The Airports Corporation of Vietnam (ACV) has chosen the Vietur consortium led by Turkish contractor IC Içtas to build the $1.5bn terminal for Long Thanh International Airport, website VNExpress reports.
The appointment ends a search that began in September last year, when ACV first issued a tender for the 372,000-sq-m building. This attracted only one bid from a domestic consortium, which failed to meet ACV’s requirements.
The operator then put out a new tender in March, and this has resulted in three bids, of which only Vietur qualified in the technical round. In the end, the appointment was made about three months later than envisaged.

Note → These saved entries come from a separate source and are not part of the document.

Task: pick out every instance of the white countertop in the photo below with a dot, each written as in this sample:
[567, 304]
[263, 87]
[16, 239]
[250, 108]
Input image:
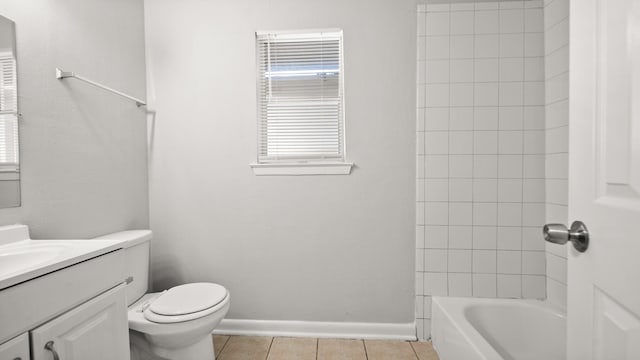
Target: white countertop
[52, 255]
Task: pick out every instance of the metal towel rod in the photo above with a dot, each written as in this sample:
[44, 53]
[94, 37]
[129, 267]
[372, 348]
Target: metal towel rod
[60, 74]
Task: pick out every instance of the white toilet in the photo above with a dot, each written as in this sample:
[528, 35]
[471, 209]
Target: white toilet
[172, 325]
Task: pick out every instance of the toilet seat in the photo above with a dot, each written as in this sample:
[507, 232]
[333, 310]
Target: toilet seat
[186, 302]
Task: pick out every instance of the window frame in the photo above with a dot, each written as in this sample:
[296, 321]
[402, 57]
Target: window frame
[299, 164]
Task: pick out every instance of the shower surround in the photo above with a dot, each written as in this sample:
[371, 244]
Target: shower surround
[480, 196]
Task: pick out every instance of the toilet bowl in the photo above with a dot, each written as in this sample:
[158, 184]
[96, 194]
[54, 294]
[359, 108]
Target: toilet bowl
[172, 325]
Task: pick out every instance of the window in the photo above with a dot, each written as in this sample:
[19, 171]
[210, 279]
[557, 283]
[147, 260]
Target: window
[300, 102]
[8, 113]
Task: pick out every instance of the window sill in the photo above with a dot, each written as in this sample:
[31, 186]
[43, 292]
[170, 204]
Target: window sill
[284, 169]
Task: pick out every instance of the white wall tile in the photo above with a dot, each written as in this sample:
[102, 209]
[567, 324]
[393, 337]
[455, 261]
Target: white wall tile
[511, 21]
[485, 118]
[460, 237]
[511, 69]
[436, 190]
[510, 190]
[461, 46]
[485, 166]
[462, 22]
[437, 47]
[534, 69]
[509, 166]
[487, 70]
[435, 237]
[485, 142]
[484, 285]
[533, 44]
[485, 190]
[510, 142]
[509, 286]
[534, 117]
[460, 284]
[511, 118]
[486, 94]
[533, 20]
[436, 119]
[460, 260]
[436, 166]
[437, 23]
[461, 70]
[462, 119]
[436, 71]
[511, 94]
[509, 214]
[533, 190]
[460, 213]
[511, 45]
[435, 260]
[437, 95]
[436, 142]
[509, 262]
[435, 284]
[460, 166]
[484, 261]
[534, 166]
[532, 239]
[533, 262]
[509, 238]
[533, 287]
[461, 94]
[436, 213]
[486, 46]
[484, 237]
[487, 22]
[460, 190]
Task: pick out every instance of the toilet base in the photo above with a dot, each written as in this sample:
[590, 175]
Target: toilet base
[141, 349]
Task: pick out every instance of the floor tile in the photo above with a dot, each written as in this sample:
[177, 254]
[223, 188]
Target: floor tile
[293, 349]
[341, 349]
[388, 349]
[219, 341]
[246, 348]
[425, 351]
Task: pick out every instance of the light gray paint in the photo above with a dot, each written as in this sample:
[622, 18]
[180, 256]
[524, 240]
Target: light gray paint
[316, 248]
[83, 151]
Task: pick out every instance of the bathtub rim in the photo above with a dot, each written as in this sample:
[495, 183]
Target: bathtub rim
[456, 307]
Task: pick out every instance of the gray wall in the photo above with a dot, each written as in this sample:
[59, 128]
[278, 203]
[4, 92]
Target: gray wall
[83, 151]
[316, 248]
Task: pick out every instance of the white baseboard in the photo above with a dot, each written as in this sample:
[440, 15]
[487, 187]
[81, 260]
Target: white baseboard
[317, 329]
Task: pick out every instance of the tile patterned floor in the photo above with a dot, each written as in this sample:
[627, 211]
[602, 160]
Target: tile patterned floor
[285, 348]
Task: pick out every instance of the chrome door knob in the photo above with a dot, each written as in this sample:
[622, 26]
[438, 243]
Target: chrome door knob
[559, 234]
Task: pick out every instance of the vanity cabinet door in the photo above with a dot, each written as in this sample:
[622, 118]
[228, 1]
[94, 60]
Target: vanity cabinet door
[96, 330]
[15, 349]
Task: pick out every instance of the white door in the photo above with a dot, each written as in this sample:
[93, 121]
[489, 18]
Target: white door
[95, 330]
[604, 179]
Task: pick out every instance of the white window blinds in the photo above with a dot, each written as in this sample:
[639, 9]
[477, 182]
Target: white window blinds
[300, 90]
[8, 113]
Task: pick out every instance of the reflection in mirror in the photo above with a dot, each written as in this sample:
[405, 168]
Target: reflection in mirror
[9, 147]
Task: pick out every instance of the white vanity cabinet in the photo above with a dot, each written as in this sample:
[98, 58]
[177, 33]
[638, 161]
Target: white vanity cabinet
[95, 330]
[16, 349]
[79, 310]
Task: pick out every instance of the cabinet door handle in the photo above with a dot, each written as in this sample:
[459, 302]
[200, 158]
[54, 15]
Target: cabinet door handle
[49, 346]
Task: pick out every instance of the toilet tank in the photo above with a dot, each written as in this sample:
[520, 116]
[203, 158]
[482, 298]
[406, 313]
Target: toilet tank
[136, 250]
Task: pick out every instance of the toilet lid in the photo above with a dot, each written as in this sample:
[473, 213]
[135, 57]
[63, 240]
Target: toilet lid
[188, 298]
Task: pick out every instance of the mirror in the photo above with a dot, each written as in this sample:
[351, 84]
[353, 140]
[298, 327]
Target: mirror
[9, 147]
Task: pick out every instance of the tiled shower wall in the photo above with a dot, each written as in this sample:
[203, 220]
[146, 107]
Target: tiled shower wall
[556, 26]
[480, 152]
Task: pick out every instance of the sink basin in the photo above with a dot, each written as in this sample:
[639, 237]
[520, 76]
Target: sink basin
[20, 257]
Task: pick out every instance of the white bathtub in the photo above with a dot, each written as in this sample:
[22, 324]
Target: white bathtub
[497, 329]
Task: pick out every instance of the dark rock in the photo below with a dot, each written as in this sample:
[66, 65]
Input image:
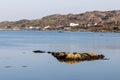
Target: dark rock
[39, 51]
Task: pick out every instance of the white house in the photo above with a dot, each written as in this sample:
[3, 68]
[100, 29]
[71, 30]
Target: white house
[73, 24]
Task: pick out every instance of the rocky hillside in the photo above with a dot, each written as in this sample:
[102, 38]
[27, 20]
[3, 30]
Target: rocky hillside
[88, 21]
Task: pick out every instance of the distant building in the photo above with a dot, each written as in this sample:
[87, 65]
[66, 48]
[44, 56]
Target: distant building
[73, 24]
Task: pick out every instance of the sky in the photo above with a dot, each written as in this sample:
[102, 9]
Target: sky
[12, 10]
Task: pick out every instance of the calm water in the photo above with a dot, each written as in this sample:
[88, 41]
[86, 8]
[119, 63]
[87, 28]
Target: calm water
[18, 62]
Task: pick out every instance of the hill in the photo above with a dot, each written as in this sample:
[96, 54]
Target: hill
[88, 21]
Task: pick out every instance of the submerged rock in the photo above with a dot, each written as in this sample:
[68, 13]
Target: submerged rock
[38, 51]
[72, 58]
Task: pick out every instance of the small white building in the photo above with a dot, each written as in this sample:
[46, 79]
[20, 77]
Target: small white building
[46, 27]
[73, 24]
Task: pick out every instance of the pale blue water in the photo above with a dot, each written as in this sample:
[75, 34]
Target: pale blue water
[18, 62]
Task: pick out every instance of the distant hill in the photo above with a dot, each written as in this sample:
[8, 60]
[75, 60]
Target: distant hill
[103, 19]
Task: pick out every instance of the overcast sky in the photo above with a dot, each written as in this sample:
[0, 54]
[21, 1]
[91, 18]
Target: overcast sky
[34, 9]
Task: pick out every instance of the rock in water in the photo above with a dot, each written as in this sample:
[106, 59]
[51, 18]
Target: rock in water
[38, 51]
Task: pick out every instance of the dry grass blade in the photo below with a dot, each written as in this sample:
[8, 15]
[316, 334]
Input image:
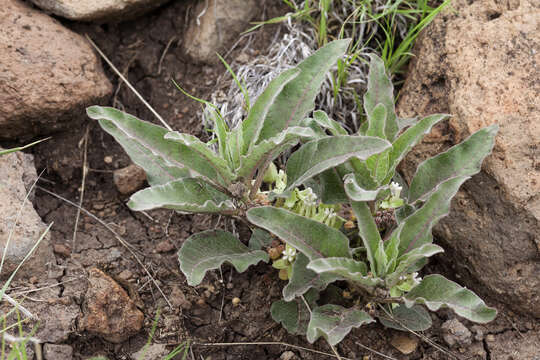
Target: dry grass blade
[423, 337]
[116, 235]
[121, 76]
[83, 185]
[258, 343]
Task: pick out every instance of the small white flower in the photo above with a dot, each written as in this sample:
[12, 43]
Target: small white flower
[329, 213]
[311, 198]
[395, 189]
[416, 278]
[289, 254]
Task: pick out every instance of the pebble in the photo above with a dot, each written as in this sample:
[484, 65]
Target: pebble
[164, 246]
[62, 249]
[404, 343]
[125, 275]
[129, 179]
[57, 352]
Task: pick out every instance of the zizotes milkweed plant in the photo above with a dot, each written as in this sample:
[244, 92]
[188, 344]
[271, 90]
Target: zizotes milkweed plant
[338, 211]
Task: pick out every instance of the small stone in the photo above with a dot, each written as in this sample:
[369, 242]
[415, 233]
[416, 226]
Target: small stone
[109, 311]
[57, 352]
[455, 333]
[164, 246]
[98, 206]
[178, 298]
[129, 179]
[62, 249]
[288, 355]
[404, 343]
[154, 351]
[125, 275]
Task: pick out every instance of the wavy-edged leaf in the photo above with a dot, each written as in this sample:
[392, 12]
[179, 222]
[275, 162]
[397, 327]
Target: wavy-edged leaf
[410, 137]
[380, 91]
[407, 260]
[252, 125]
[294, 315]
[335, 128]
[312, 238]
[377, 122]
[151, 137]
[209, 249]
[303, 279]
[190, 195]
[319, 155]
[346, 268]
[415, 230]
[463, 159]
[331, 187]
[269, 149]
[297, 98]
[356, 193]
[436, 291]
[259, 239]
[368, 231]
[334, 322]
[204, 151]
[158, 171]
[403, 318]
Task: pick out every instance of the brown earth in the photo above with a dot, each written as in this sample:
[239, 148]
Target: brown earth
[204, 314]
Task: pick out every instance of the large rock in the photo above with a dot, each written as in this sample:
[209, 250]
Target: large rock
[109, 311]
[481, 65]
[98, 10]
[17, 173]
[48, 74]
[214, 24]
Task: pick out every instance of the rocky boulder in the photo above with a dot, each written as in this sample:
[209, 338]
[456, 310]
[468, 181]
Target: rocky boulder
[98, 10]
[214, 24]
[48, 74]
[20, 226]
[481, 64]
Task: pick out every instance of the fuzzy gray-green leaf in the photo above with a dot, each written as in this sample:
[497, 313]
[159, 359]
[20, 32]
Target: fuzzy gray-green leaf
[410, 137]
[368, 231]
[303, 279]
[158, 170]
[436, 291]
[252, 125]
[334, 322]
[381, 91]
[415, 230]
[269, 149]
[294, 315]
[312, 238]
[356, 193]
[405, 261]
[209, 249]
[403, 318]
[322, 119]
[185, 195]
[204, 151]
[151, 137]
[297, 98]
[319, 155]
[464, 159]
[344, 267]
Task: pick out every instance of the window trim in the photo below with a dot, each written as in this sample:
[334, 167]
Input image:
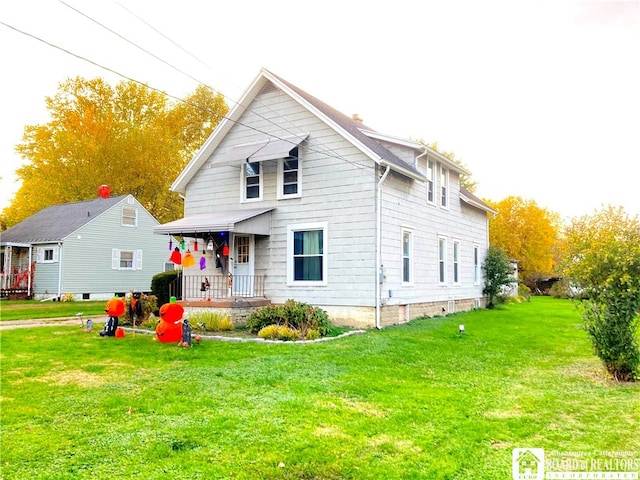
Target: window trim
[281, 195]
[476, 264]
[304, 227]
[408, 256]
[442, 260]
[431, 180]
[116, 259]
[444, 187]
[134, 216]
[457, 251]
[243, 183]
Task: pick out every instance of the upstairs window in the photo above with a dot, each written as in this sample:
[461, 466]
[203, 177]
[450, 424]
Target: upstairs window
[252, 181]
[129, 216]
[289, 176]
[431, 180]
[444, 187]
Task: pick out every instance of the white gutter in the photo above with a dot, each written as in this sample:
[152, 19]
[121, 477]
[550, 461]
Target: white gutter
[379, 242]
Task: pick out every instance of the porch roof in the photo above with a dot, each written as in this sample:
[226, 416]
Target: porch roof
[256, 221]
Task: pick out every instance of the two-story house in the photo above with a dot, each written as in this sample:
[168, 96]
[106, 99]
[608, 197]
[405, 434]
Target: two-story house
[290, 199]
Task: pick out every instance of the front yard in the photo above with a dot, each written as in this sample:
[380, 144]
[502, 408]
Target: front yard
[412, 401]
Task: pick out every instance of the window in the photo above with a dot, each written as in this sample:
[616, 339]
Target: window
[289, 176]
[407, 253]
[126, 259]
[47, 254]
[252, 181]
[307, 254]
[129, 216]
[476, 264]
[430, 181]
[444, 187]
[442, 259]
[456, 261]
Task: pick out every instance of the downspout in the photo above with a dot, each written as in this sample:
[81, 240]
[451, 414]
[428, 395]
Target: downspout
[59, 271]
[379, 242]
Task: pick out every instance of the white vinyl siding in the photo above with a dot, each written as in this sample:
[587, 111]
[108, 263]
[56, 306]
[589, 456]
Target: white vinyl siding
[129, 217]
[126, 259]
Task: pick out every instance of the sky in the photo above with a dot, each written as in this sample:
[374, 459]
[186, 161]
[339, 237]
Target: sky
[539, 99]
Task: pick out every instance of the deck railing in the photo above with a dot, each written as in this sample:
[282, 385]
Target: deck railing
[210, 287]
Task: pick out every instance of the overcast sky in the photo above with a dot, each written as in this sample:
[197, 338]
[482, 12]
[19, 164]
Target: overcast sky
[540, 99]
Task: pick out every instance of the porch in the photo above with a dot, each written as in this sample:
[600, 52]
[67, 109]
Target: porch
[217, 287]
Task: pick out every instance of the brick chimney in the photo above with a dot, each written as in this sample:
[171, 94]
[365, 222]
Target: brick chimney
[104, 191]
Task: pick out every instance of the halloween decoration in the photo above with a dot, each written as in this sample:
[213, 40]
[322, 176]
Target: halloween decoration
[188, 260]
[186, 333]
[114, 309]
[176, 256]
[135, 307]
[169, 329]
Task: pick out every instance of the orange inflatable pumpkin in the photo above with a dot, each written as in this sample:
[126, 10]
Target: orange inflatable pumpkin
[114, 307]
[169, 329]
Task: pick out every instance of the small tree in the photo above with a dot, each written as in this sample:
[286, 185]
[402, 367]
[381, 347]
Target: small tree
[498, 273]
[602, 260]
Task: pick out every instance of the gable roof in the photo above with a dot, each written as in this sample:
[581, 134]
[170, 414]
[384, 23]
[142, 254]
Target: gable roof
[362, 137]
[54, 223]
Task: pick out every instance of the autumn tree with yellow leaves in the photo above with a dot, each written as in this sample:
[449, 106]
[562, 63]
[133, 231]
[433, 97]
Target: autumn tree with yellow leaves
[526, 233]
[129, 137]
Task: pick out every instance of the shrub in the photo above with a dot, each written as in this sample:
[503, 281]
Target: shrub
[296, 315]
[212, 321]
[279, 332]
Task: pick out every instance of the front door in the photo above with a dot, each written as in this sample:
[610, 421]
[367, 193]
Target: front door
[243, 265]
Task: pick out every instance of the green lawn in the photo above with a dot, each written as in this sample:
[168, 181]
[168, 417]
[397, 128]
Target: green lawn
[414, 401]
[33, 309]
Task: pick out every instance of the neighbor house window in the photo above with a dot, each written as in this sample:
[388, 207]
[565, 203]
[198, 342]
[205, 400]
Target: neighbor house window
[430, 181]
[252, 181]
[476, 264]
[289, 176]
[48, 254]
[407, 254]
[456, 261]
[444, 187]
[306, 257]
[442, 259]
[126, 259]
[129, 216]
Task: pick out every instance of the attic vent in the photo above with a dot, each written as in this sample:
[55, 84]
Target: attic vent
[269, 88]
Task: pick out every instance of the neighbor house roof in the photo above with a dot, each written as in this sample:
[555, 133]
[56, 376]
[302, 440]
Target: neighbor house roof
[354, 131]
[53, 224]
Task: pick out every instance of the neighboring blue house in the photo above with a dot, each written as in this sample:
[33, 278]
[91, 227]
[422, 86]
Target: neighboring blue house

As well as IC Içtas, it will include nine Vietnamese companies, including state-owned investment company Vinaconex and Construction Corporation No 1. Other members include private companies Ricons, Newtecons, Sol E&C, and Hanoi Construction Corporation.
IC Içtas was founded in 1969 and has built airports in Russia, Bulgaria, and Turkey, as well as domestic megaprojects such as the Akkuyu Nuclear Power Plant and the Yavuz Sultan Selim Bridge over the Bosphorus.
Long Thanh will be built on a site in Dong Nai Province about 40km east of Ho Chi Minh City. ACV has raised some $6.1bn to carry out the scheme, although the expected construction cost for the first phase is $4.1bn.
The total project has been costed at $16bn and will be divided into three phases. The first will include the runway and the terminal, which will be able to serve 25 million passengers a year.
In phase two, a second runway will be added, along with another terminal to serve 50 million passengers a year. Phase three will expand the facility so the airport can serve 100 million passengers a year.
It will replace Tan Son Nhat International Airport as the largest and busiest in Vietnam.
As well as the airport itself, there will be a 38km light rail connection with Thu Thiem, just east of Ho Chi Minh City, and a connection with a future north-south high-speed railway.
Work on the runway began in December last year, almost two years after the project’s groundbreaking ceremony. It follows calls from the country’s prime minister to expedite the work.